- Known for: Characterisation of the mouse Xist gene
- Scientific career
- Fields: Genetics
- Institutions: MRC Radiobiology Unit MRC Clinical Research Centre SmithKline Beecham Wellcome Trust Royal National Institute for Deaf People
- Academic advisors: Richard Gardner (embryologist) Mary F. Lyon

= Sohaila Rastan =

British geneticist

Sohaila Rastan is a British geneticist and former Director of Science Funding at the Wellcome Trust.

== Education ==
Rastan studied Zoology at the University of Oxford, where she was an undergraduate student at Somerville College. She then stayed in Oxford to do a PhD under the supervision of Richard Gardner and Mary Lyon at the MRC Radiobiology Unit in Harwell, developing a model of X chromosome inactivation based on counting X chromosome inactivation centres.

== Research and career ==
Rastan did postdoctoral research at the MRC Clinical Research Centre in Harrow, where she subsequently became head of the Division of Comparative Medicine and her team, including Neil Brockdorff, mapped, cloned, and characterised the mouse Xist gene, proving functionally that it is the X inactivation centre. Her team demonstrated that the Xist gene has no open reading frame, with its product consisting of mRNA transcripts.
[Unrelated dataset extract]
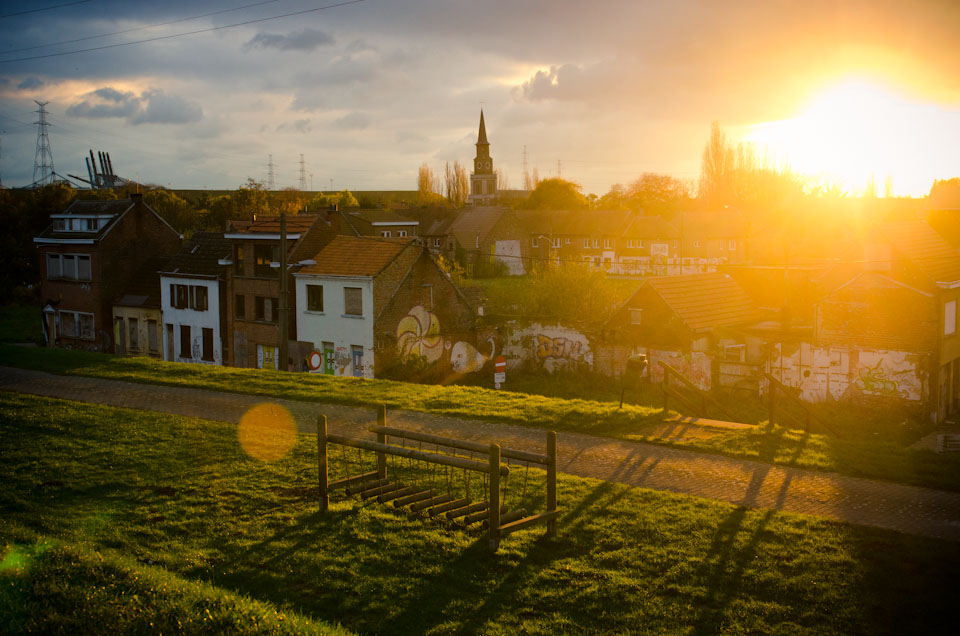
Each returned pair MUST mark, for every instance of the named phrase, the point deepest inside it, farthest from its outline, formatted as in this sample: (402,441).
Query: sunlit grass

After a period with the Benedictine order, Rastan spent four years at SmithKline Beecham, initially as director of Comparative Genetics and subsequently as group director of Biotechnology and Genetics. After leading a start-up biotechnology company, Ceros Ltd, she has served as Director of Science Funding at Wellcome and as Executive Director of Biomedical Research at the Royal National Institute for Deaf People/Action on Hearing Loss.

Rastan was elected a Fellow of the Academy of Medical Sciences in 2001 and was a Suffrage Science Awardee in 2011.